На следующий день наш карантин распределят по разным камерам. Когда двери общей камеры открылись, я увидел толпу криминального вида мужчин, они заслоняли собой вход. Раздвинувшись, они позволили нам пройти внутрь. Это делается специально, чтобы успеть спрятать телефоны. Сказали куда положить сумки и связанные простынями матрасы, пригласили к столу. Смотрящий стал по очереди с нами беседовать, молодой парень налил чай. Смотрящий спрашивал статью, что сделал и просил показать постановление из суда. Вечером, после проверки, нам дали позвонить домой.
После вечерней проверки сокамерники делают так, что камеру невозможно быстро открыть снаружи и завешивают обзор простынями, чтобы не было видно дорогу и как разговаривают по телефонам. Дорога - тюремная почта, для передачи небольших грузов из соседних камер. Если приезжает проверка, то занавеску и дорогу снимают, телефоны прячут. Спать приходилось какое-то время по очереди, на 18-26 человек всего 20 коек. Почти все курили - я не курящий.
Мусульмане каждый день молились в проходе. В камере были чеченцы, узбеки, таджики, киргиз, грузин, русские, молдаване, азербайджанец, армяне, дагестанец, кабардинец, украинец, белорус и ингуш.
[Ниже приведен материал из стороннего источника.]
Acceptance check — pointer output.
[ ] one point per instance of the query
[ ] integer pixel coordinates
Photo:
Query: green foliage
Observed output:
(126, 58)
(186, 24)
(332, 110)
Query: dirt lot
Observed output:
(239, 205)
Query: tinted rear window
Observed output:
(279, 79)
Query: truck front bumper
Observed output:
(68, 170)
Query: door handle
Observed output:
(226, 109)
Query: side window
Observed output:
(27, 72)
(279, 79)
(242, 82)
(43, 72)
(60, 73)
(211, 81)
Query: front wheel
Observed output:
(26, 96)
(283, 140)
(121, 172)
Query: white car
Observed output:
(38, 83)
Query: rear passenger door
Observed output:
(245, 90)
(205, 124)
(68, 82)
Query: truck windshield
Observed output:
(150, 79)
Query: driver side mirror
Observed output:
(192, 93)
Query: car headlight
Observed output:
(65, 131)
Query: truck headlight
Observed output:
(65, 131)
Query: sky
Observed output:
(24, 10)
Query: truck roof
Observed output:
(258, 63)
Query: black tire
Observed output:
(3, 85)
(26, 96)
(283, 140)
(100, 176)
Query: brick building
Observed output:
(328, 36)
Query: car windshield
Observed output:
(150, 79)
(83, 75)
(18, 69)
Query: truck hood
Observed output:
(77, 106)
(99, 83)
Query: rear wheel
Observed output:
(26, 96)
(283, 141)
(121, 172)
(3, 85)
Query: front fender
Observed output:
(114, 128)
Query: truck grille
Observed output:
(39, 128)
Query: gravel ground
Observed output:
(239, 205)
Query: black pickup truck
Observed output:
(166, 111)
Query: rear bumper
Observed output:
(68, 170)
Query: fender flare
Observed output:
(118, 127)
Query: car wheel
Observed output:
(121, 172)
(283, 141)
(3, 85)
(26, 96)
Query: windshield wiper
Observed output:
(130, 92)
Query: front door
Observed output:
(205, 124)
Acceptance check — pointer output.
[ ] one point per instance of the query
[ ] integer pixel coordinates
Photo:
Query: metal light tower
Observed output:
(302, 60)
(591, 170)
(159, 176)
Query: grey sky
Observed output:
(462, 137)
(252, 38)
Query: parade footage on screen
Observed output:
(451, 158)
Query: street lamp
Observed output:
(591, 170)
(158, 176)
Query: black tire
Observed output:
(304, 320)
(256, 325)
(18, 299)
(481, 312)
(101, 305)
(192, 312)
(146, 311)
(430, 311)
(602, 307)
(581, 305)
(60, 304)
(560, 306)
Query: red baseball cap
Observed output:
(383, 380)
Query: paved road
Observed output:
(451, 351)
В Бутырке я сидел в камере с первоходами (почти у всех первая судимость). Первые три дня меня не трогали, а потом поставили в курс про “налоги” - два раза в месяц нужно выделять на общее и воровское около 3 тысяч рублей. С теми, кто не платил, каждый день проводили беседы. Платили почти все, камера была передовой по сбору денег, над нами была камера с положенцем (ставленник воров в СИЗО). Часто собирались вокруг стола (дубка) и выслушивали похвалы от него. Постоянно на что-то собирали деньги и кроме этих “налогов”. Каждый месяц или несколько раз в месяц скидывались на связь и сигареты, некурящие тоже. Общие сигареты выкуривали за две недели – дым стоял столбом. А потом просили пару пачек положить в посылку, передачку и клянчили у тех, у кого были личные.
Чеченцы первое время показывали меня знакомым через смартфоны и просили рассказать о себе. Я неохотно это делал, так как медленно адаптируюсь к вредной среде.